In the end, both Christmas trees were prominently displayed, with Anna proudly pointing them out to everyone with whom she came into contact and declaring, “I made that!”
Anna’s younger sister Natalie, fifteen months younger, has also expressed an interest in crafts, albeit she still tries to taste test most things.
Try to see things from a child’s point of view as you gather materials: colorful Styrofoam trays; fat, round pine cones; pretty stones and shells; ribbons; buttons and beads; colorful bottle caps; acrylic paints; bits of yarn, plastic canvas, fabric scraps, and squares of felt; mint tins; small glass jars and pretty bottles; googly eyes; stickers; and anything else that catches your fancy.
Supplies should include glue; Tacky and Elmer’s Glue and glue sticks work well on many projects, but while hot glue guns work well on some projects, care should be taken around younger children – even low temperature glue guns can burn. Pinking sheers and scissors that make fancy cuts are good to have, as are regular scissors and paper punches.
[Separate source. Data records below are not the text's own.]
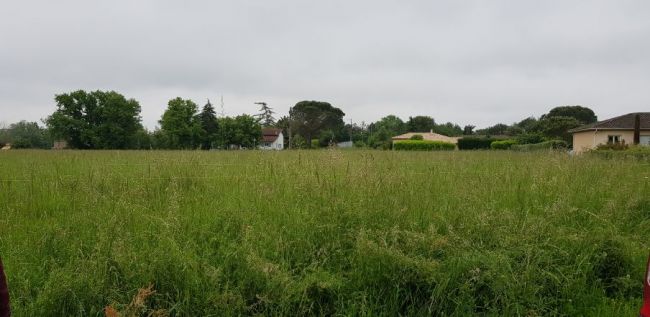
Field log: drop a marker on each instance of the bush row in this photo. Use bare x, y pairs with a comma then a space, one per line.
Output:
475, 143
421, 145
502, 145
547, 145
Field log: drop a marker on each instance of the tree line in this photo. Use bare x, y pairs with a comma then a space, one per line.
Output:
108, 120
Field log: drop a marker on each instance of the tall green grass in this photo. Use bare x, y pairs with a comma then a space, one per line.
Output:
324, 232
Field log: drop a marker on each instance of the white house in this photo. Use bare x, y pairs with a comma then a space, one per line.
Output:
272, 139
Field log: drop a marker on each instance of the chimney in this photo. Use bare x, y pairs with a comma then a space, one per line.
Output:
637, 129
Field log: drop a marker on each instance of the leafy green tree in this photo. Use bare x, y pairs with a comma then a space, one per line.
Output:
28, 135
326, 138
180, 124
583, 114
298, 142
497, 129
209, 126
528, 124
311, 117
448, 129
391, 123
95, 120
242, 131
557, 127
420, 124
468, 130
380, 139
265, 115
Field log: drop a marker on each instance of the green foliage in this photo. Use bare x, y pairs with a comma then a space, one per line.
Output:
391, 124
326, 138
351, 233
448, 129
497, 129
209, 127
527, 125
265, 115
95, 120
309, 118
530, 138
631, 152
475, 143
298, 142
380, 139
420, 124
546, 145
241, 131
558, 127
27, 135
468, 129
360, 144
420, 145
180, 124
582, 114
617, 146
502, 144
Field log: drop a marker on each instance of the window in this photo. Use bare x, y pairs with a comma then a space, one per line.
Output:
613, 138
645, 140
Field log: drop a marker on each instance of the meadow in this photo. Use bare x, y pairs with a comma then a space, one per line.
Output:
326, 232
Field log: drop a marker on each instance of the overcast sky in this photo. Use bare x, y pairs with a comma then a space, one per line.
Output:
470, 62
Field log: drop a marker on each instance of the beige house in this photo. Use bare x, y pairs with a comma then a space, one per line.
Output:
614, 130
428, 136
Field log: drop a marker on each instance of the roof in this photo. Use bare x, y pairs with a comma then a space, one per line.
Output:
624, 122
270, 134
429, 136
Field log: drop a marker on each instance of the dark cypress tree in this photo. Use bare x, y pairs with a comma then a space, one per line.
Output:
209, 125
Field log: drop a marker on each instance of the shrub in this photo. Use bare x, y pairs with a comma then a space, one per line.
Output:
475, 143
502, 145
618, 146
530, 138
419, 145
325, 138
547, 145
636, 152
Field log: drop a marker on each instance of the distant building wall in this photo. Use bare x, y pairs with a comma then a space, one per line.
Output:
587, 140
59, 145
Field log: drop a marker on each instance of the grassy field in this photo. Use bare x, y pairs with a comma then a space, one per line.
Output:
324, 232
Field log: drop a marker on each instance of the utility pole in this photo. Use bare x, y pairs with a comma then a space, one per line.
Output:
351, 127
290, 125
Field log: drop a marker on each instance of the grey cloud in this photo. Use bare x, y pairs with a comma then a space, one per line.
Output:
473, 62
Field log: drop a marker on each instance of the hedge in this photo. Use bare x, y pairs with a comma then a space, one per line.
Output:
636, 152
417, 145
547, 145
475, 143
502, 145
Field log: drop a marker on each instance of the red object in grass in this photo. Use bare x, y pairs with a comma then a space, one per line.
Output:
4, 294
645, 310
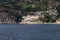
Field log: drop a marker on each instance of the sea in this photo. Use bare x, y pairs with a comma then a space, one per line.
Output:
29, 31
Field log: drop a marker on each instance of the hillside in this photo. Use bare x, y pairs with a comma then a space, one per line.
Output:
48, 11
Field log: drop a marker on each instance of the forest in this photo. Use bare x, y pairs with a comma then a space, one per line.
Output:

Scotch, painters, and masking tapes come in handy at various times. A ruler, paper clips, straight pins, fabric pencils, and rubber bands are also handy items to have on hand.
Clearance bins in craft stores such as A.C. Moore (http://www.acmoore.com) and Joann Fabrics (http://www.joann.com) often have stickers, beads, ribbons, acrylic paints, and fabric markers at deep discounts.
We will have the opportunity to meet crafters and artists, visit fairs and museums, and explore some local shops as we seek inspiration for kid-friendly craft projects throughout the year. Your suggestions are always welcome.